# Compile Training Chunks into a Single File
Read all Parquet chunk files from `training_chunks/`, concatenate them into a single DataFrame, and save as one consolidated Parquet file.

In [1]:
import pandas as pd
from pathlib import Path

# Path to the chunks directory
CHUNKS_DIR = Path("../training_chunks")
OUTPUT_FILE = Path("../training_set.parquet")

# Read and concatenate all chunk files
chunk_files = sorted(CHUNKS_DIR.glob("chunk_*.parquet"))
print(f"Found {len(chunk_files)} chunk files")

df = pd.concat([pd.read_parquet(f) for f in chunk_files], ignore_index=True)
print(f"Combined DataFrame shape: {df.shape}")
print(f"Columns: {list(df.columns)}")
print(f"\nLabel distribution:\n{df['label'].value_counts()}")

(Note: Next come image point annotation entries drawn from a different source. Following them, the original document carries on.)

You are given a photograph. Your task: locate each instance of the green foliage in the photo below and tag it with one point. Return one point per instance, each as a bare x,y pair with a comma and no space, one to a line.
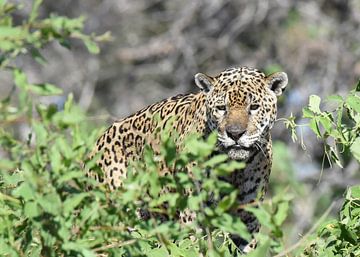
340,237
45,209
339,129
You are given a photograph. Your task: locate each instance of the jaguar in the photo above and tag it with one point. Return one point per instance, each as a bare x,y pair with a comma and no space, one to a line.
239,104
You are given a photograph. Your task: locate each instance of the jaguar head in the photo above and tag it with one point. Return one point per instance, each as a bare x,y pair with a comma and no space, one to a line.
241,105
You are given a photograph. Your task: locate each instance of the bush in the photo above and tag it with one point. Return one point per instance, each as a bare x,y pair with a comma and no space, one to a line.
46,211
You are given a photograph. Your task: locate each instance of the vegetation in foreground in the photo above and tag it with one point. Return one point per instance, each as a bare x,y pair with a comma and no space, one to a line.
46,211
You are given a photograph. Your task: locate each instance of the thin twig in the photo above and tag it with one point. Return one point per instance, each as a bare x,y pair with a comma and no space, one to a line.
303,239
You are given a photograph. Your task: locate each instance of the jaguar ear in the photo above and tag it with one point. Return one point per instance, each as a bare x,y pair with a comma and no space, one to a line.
204,82
277,82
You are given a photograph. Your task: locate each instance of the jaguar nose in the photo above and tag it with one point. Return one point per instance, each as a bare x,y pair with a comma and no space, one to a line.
235,132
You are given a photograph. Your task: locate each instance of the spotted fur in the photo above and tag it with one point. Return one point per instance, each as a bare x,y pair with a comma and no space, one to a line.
238,103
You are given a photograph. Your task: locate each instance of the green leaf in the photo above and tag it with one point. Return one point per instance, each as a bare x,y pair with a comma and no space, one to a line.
353,102
281,212
357,88
307,113
355,149
45,89
314,103
261,251
31,209
72,202
91,46
51,203
20,78
25,191
40,133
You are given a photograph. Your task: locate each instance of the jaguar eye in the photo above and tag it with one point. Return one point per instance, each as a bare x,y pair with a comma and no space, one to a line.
221,108
254,107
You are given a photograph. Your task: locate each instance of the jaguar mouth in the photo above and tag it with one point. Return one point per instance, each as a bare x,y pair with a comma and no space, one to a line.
241,147
239,152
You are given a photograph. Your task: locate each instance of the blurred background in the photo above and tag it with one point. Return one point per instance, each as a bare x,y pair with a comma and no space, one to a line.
158,46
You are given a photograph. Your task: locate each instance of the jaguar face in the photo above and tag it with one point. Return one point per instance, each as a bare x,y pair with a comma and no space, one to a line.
241,107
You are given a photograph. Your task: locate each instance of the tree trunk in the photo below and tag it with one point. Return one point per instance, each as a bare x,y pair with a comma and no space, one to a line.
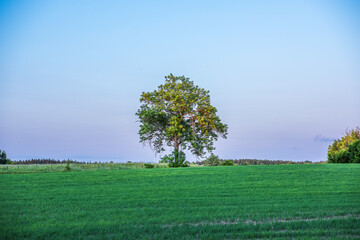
176,152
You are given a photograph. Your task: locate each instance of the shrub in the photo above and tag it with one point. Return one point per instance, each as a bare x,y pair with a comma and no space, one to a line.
67,167
213,160
170,159
228,163
3,158
149,165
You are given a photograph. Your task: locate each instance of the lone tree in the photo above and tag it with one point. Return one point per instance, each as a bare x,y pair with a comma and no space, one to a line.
179,115
346,149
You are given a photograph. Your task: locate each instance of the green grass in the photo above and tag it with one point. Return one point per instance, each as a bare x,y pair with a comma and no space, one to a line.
282,201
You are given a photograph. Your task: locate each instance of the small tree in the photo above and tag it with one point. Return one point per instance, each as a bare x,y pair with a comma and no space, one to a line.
179,115
212,160
346,149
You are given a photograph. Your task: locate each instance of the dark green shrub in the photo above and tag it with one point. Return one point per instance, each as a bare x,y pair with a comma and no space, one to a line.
67,167
173,161
149,165
228,163
3,158
213,160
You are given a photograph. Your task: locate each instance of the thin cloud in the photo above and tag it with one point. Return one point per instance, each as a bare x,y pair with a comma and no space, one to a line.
321,138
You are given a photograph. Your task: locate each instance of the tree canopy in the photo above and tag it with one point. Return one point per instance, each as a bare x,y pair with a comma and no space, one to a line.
179,114
346,149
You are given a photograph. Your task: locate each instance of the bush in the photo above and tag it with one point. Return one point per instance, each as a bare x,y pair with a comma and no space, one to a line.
67,167
346,149
149,165
228,163
213,160
3,158
172,162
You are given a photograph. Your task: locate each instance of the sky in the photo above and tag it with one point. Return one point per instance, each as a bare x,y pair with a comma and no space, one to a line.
284,75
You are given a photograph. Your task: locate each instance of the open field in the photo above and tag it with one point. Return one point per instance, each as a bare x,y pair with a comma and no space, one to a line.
280,201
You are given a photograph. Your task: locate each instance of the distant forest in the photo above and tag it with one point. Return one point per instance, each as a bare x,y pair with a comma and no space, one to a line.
46,161
261,162
236,162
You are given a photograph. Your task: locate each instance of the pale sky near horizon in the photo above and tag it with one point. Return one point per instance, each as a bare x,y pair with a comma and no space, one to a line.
284,75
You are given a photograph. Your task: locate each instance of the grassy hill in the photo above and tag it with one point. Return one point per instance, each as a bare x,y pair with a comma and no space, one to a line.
280,201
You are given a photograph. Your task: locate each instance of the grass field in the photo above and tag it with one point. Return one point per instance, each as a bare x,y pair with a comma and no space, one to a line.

# Save as a single Parquet file
df.to_parquet(OUTPUT_FILE, index=False)
print(f"\nSaved consolidated training set to: {OUTPUT_FILE.resolve()}")
print(f"File size: {OUTPUT_FILE.stat().st_size / (1024**2):.1f} MB")

Found 31 chunk files
Combined DataFrame shape: (4405108, 76)
Columns: ['ch1_LS', 'ch1_MFL', 'ch1_MSR', 'ch1_WAMP', 'ch1_ZC', 'ch1_RMS', 'ch1_IAV', 'ch1_DASDV', 'ch1_VAR', 'ch2_LS', 'ch2_MFL', 'ch2_MSR', 'ch2_WAMP', 'ch2_ZC', 'ch2_RMS', 'ch2_IAV', 'ch2_DASDV', 'ch2_VAR', 'ch3_LS', 'ch3_MFL', 'ch3_MSR', 'ch3_WAMP', 'ch3_ZC', 'ch3_RMS', 'ch3_IAV', 'ch3_DASDV', 'ch3_VAR', 'ch4_LS', 'ch4_MFL', 'ch4_MSR', 'ch4_WAMP', 'ch4_ZC', 'ch4_RMS', 'ch4_IAV', 'ch4_DASDV', 'ch4_VAR', 'ch5_LS', 'ch5_MFL', 'ch5_MSR', 'ch5_WAMP', 'ch5_ZC', 'ch5_RMS', 'ch5_IAV', 'ch5_DASDV', 'ch5_VAR', 'ch6_LS', 'ch6_MFL', 'ch6_MSR', 'ch6_WAMP', 'ch6_ZC', 'ch6_RMS', 'ch6_IAV', 'ch6_DASDV', 'ch6_VAR', 'ch7_LS', 'ch7_MFL', 'ch7_MSR', 'ch7_WAMP', 'ch7_ZC', 'ch7_RMS', 'ch7_IAV', 'ch7_DASDV', 'ch7_VAR', 'ch8_LS', 'ch8_MFL', 'ch8_MSR', 'ch8_WAMP', 'ch8_ZC', 'ch8_RMS', 'ch8_IAV', 'ch8_DASDV', 'ch8_VAR', 'label', 'user', 'sample_id', 'window_start']

Label distribution:
label
pinch        734363
noGesture    734239
fist         734